Its funny how this will likely be handled by the people in authority. Some narrow minded men with no computer knowledge will sit around a table and decide what action can be taken against the 'hacker' for this 'breach', Ignoring the real issue here.

Websites made by/for government institutions in India are a joke. Most Indian websites are probably still made to work only with IE (IE6 even).

Most probably those narrow minded people have a lot of other things to do like tackling insurgency and terrorism and calculating how much commissions comes from which tender and which bank they should hide that amount too, unless the ICSE board wants to pursue it further.
Well in the US, doing this to get information that is even less sensitive counts as hacking and gets you sent to prison (see Andrew Auernheimer).
If he stated so, it is clearly not in line with the title of his blog post [1]. Come on, the media preys on keywords like hacking, so if you don't see it coming be careful the next time is my advice to the "hacker" in question. [1] http://deedy.quora.com/Hacking-into-the-Indian-Education-Sys...
Well, don't know what laws India has with regards to Cyber-security if any at all, but I wonder how the reaction would be if that happened to a nation-wide exam/test in the US like the SAT.

Even if the data was available on the server, I think the laws here are such that one can still be persecuted for that. A recent example that comes to mind is the AT&T hack that leaked email addresses of some iPad users [1].

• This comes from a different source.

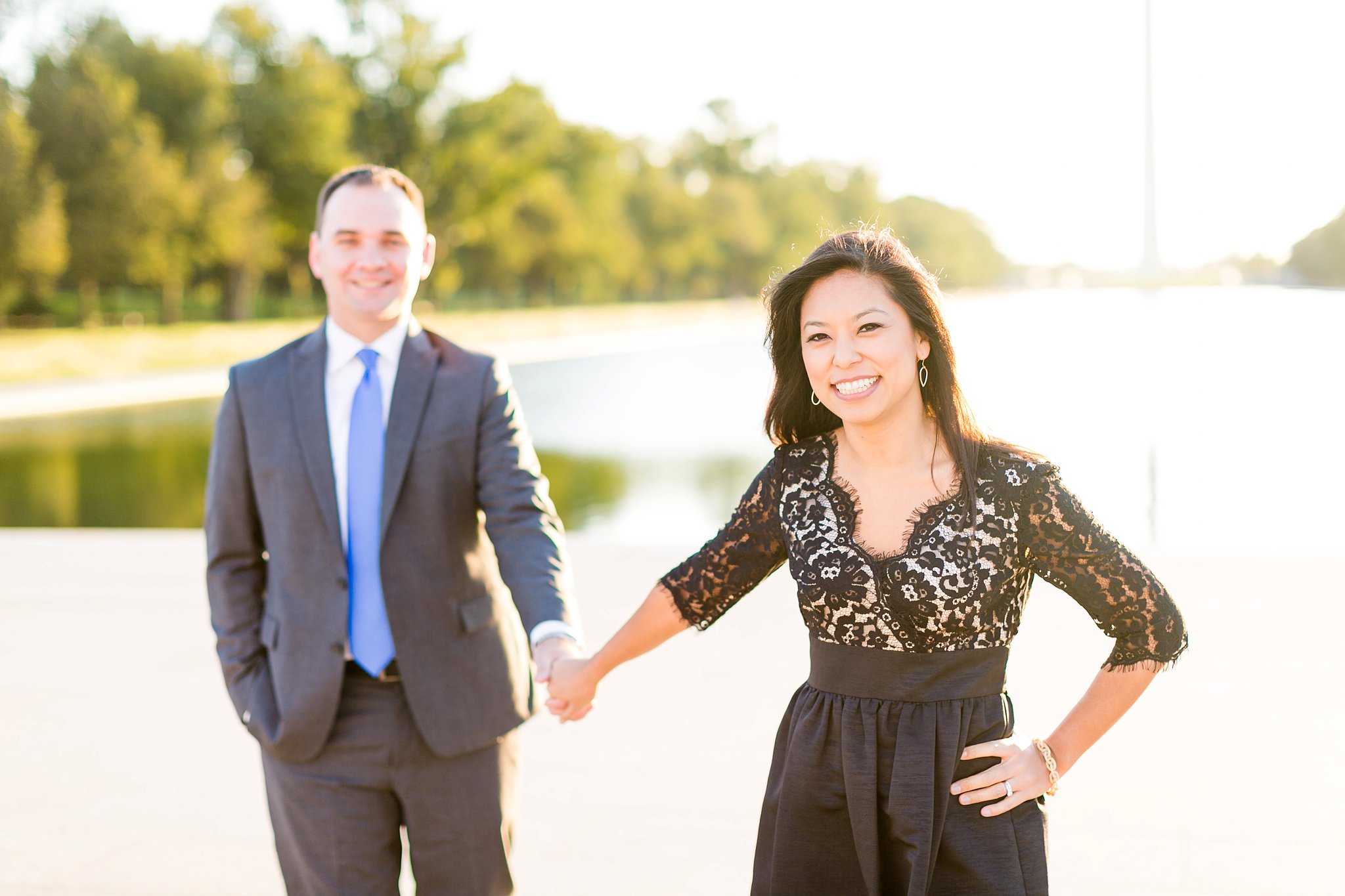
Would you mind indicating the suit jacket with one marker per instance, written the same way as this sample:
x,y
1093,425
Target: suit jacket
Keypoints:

Fortunately, in this case, it does not appear that the original poster has anything to be concerned about.

[1] - http://www.computerworld.com/s/article/9237838/Legal_experts...

Isn't it a bit strange that US did not persecute AT&T for the hole/lapse?
Depending how you define 'hacker,' his data mining could be considered 'hacking the data.'
Not with the wrong connotation that the words hack and hacker have these days.